In a partial least-squares (PLS) analysis, two factors are important: the number of components used in the regression equation (which will be dealt with later) and the (usually squared) correlation coefficient. A non-cross-validated PLS analysis gives a squared correlation coefficient usually indicated by r2. This number, which is also used in (multiple) linear regression, is between zero and one and expresses the quality of the PLS analysis. It indicates the proportion of the variation in the dependent variable (here the activity) that is explained by the regression equation and its value should be as close to one as possible. However, r2 expresses the quality of the data fit rather than the quality of prediction (which is what we are actually interested in).

To express the predictive power of the analysis, the cross-validated r2, usually indicated by q2, is used. In cross-validation, one value is left out, a model is derived using the remaining data, and the model is used to predict the value originally left out.
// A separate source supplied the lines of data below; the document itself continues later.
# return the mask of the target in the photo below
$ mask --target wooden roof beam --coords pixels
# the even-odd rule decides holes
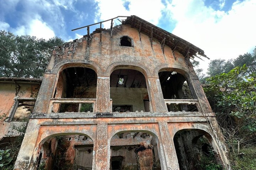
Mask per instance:
[[[152,27],[151,29],[151,32],[150,33],[150,43],[151,44],[151,46],[152,46],[152,42],[153,39],[153,27]]]
[[[89,39],[90,39],[90,26],[87,27],[87,46],[89,46]]]
[[[166,35],[161,42],[161,48],[162,48],[162,51],[163,51],[163,54],[164,54],[164,46],[165,45],[165,39],[166,38]]]

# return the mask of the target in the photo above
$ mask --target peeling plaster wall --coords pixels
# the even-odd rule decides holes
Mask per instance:
[[[124,152],[122,149],[118,151],[120,154],[118,154],[118,149],[111,151],[111,147],[120,146],[122,142],[125,144],[128,141],[138,142],[137,136],[134,139],[127,138],[126,141],[124,141],[124,139],[114,137],[112,141],[115,134],[124,131],[128,133],[139,131],[150,133],[155,138],[155,141],[151,141],[153,148],[150,150],[156,157],[153,161],[159,160],[161,169],[178,169],[178,159],[172,140],[174,134],[179,130],[197,128],[216,137],[213,138],[215,148],[219,150],[218,153],[226,168],[230,169],[228,161],[223,156],[227,150],[223,145],[225,142],[221,137],[219,140],[220,135],[216,135],[218,134],[216,132],[218,126],[215,125],[212,131],[206,122],[205,115],[214,119],[215,115],[190,61],[189,60],[186,64],[184,56],[176,51],[174,52],[177,58],[175,60],[172,49],[166,45],[163,54],[160,42],[153,39],[151,45],[148,36],[139,34],[138,30],[130,26],[115,27],[112,32],[110,30],[103,31],[101,42],[100,35],[100,33],[94,34],[89,40],[85,36],[59,47],[53,51],[14,169],[35,169],[35,163],[39,156],[37,149],[45,138],[58,133],[67,135],[76,133],[88,135],[92,140],[76,141],[74,138],[63,141],[63,150],[65,151],[58,152],[59,156],[63,156],[61,160],[63,161],[59,161],[58,166],[73,168],[76,149],[74,145],[93,142],[92,169],[108,170],[111,156],[120,154],[121,152],[129,155]],[[132,39],[134,47],[119,45],[120,38],[124,36]],[[63,86],[65,85],[57,84],[58,79],[61,80],[60,82],[63,82],[65,78],[61,77],[60,73],[66,68],[76,67],[91,68],[97,75],[96,100],[93,101],[95,113],[51,113],[51,98],[56,86],[56,97],[65,96],[62,91],[63,89],[65,90]],[[141,72],[145,76],[147,89],[110,87],[111,73],[116,69],[135,69]],[[175,71],[182,74],[187,80],[193,98],[198,99],[202,112],[168,112],[159,79],[159,70]],[[150,113],[111,113],[112,104],[132,104],[134,111],[144,110],[143,99],[147,95],[150,101]],[[110,100],[110,96],[113,101]],[[131,104],[127,103],[125,97],[132,102]],[[150,169],[152,156],[148,158],[147,156],[153,153],[149,151],[145,153],[145,156],[136,161],[141,162],[140,165],[144,165],[140,168],[141,169],[143,169],[143,167]],[[144,155],[144,153],[142,152],[140,154]],[[131,161],[134,162],[133,160]]]
[[[12,108],[14,107],[15,99],[20,98],[36,98],[40,88],[40,85],[37,83],[26,83],[19,82],[20,88],[17,96],[15,95],[15,86],[13,82],[0,82],[0,116],[5,114],[7,117],[10,116]],[[28,118],[31,112],[27,112],[27,109],[20,108],[14,115],[15,120],[16,118],[22,119],[22,118]],[[8,122],[2,121],[0,124],[0,140],[5,136],[16,136],[19,135],[19,133],[13,129],[14,126],[17,127],[23,125],[23,122],[18,121],[16,122]],[[0,141],[1,142],[1,141]]]

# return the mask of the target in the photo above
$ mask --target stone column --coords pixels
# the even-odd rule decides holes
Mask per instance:
[[[201,84],[198,79],[190,79],[190,84],[196,92],[196,95],[198,100],[198,104],[202,111],[204,113],[213,112],[205,94],[201,86]]]
[[[171,135],[168,128],[167,122],[161,122],[158,123],[161,134],[160,147],[162,148],[166,159],[167,170],[179,170],[179,162],[176,154],[173,135]]]
[[[95,112],[110,113],[110,77],[98,76]]]
[[[95,165],[92,169],[103,170],[109,169],[108,163],[108,124],[102,122],[98,124],[97,135],[95,142]]]
[[[30,119],[14,169],[29,169],[35,149],[40,125],[37,119]]]
[[[45,74],[37,98],[33,113],[46,113],[49,105],[56,78],[56,74]]]
[[[164,100],[159,78],[149,77],[148,81],[148,91],[151,104],[150,111],[157,113],[167,112],[167,108]]]

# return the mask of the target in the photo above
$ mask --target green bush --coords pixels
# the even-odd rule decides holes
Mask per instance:
[[[10,154],[10,150],[0,150],[0,167],[9,164],[13,158]]]

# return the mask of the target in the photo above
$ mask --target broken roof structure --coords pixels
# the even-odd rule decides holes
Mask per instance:
[[[204,51],[200,48],[135,15],[127,17],[118,16],[104,21],[74,29],[72,31],[75,31],[86,28],[87,29],[87,36],[89,36],[90,26],[100,24],[100,28],[93,32],[91,34],[91,35],[99,32],[101,33],[102,30],[105,30],[105,29],[102,28],[102,24],[109,21],[111,21],[110,29],[111,31],[113,28],[113,20],[119,17],[127,17],[126,19],[123,20],[122,21],[119,20],[122,22],[122,24],[129,25],[131,28],[138,30],[139,33],[141,32],[148,35],[150,39],[151,46],[152,40],[153,39],[158,40],[161,43],[163,52],[164,52],[165,45],[167,45],[172,49],[173,53],[174,50],[176,50],[183,54],[185,57],[187,57],[192,59],[196,57],[202,59],[201,57],[202,56],[208,59],[210,59],[204,54]],[[175,54],[174,55],[175,57]]]

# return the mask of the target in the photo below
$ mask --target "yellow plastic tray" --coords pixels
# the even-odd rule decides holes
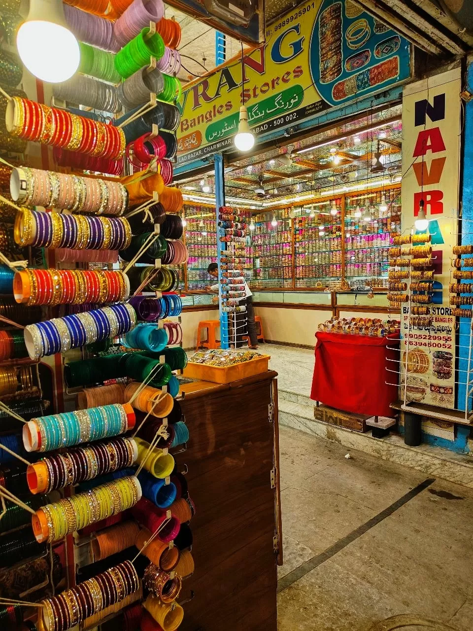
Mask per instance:
[[[204,363],[188,362],[184,369],[184,377],[192,379],[212,381],[214,384],[230,384],[247,377],[253,377],[267,371],[269,355],[261,355],[256,359],[236,363],[233,366],[206,366]]]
This procedure is repeated for all values, yielding q2. q2 is normally (much) lower than r2 and values greater than 0.5 already indicate significant predictive power.

After the cross-validated PLS analysis, you will determine the optimal number of components. Recall that the components are linear combinations of the variables (of which you have very many!), ordered in such a way that the first component will describe most of the variation in the activity, the second most of the remaining variation, etc. The cross-validated PLS analysis will be carried out for different numbers of components. As a rule of thumb, the number of components should not exceed one-third of the number of molecules. More components would lead to a model that is overtrained - it has a better fit to the training data but the predictive power is diminished.

To perform a cross-validated PLS, we switch the Cross Validation button to On.

Hit the Show Log button to view the contents of the qsar.log file. This will open the qsar.log window. In this window select the CV option to set the viewport to the cross validation part of the file.

  • In the OPEN3DQSAR log file you will find the Standard Error of Prediction (SEP) and q2.

  • Determine the optimal number of components

    The two important factors here are the standard error of prediction (SEP) and the cross-validated r2 (usually called q2). SEP should be as low as possible and q2 should be larger than 0.5 (lower values indicate poor predictive power).

    The resulting number of components will be used in the non-cross-validated analysis.

    You will find that you can not get the q2 above 0.5 with this combination of dataset and descriptors. In fact the q2's are negative !
    We will try to get the q2 above 0.5 by switching to a more focussed dataset: we will remove the non-steroidal compounds from the dataset.
    Remember you wrote down the names of the non-steroidal compounds ? Now remove all non-steroidal compounds from the dataset:

    Now repeat the steps of COMFA model creation and cross-validation for the steroidal dataset and determine the optimal number of components. You will have to adjust the default values for the van der Waals and Electrostatics contour levels to 0.008 and 0.008 respectively.


    Determine the optimal descriptors and components

    By varying the number of components it is possible to get q2 as high as 0.717.